How the valley start-up was invented – Fifty years ago this weekend, silicon began its journey to the region that would one day be dubbed “Silicon Valley” in its honor. On Sept. 3, 1955, William Shockley — the Nobel Prize-winning co-inventor of the transistor who enticed Gordon Moore, Bob Noyce, Eugene Kleiner, and more than a dozen other of the world’s top young semiconductor researchers to come to the San Francisco Bay Area to work for him — signed the contract that launched the valley’s first all-silicon research lab-cum-company: Shockley Semiconductor Lab.

He chose the Bay Area as the home for his eponymous company because his mother lived in Palo Alto and because the electronics industry — seeded by World War II and nurtured by Frederick Terman at Stanford — had already begun to take root in the valley’s famously fertile soil.

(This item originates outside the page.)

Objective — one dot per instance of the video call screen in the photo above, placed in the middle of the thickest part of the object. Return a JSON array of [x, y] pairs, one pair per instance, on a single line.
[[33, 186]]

More info on Schockley – Hubris and the Transistor

William Bradford Shockley clearly was one of the brightest scientists of the 20th century, yet he lived a life of noisy desperation.

He was a modern hero taken from one of the ancient Greek tragedies, caught in an age he helped invent. Like Orestes and Oedipus, Shockley was driven by the internal demon of hubris. Unlike Orestes and Oedipus, however, he never found redemption. Yet without him, you would probably be doing something less interesting right now.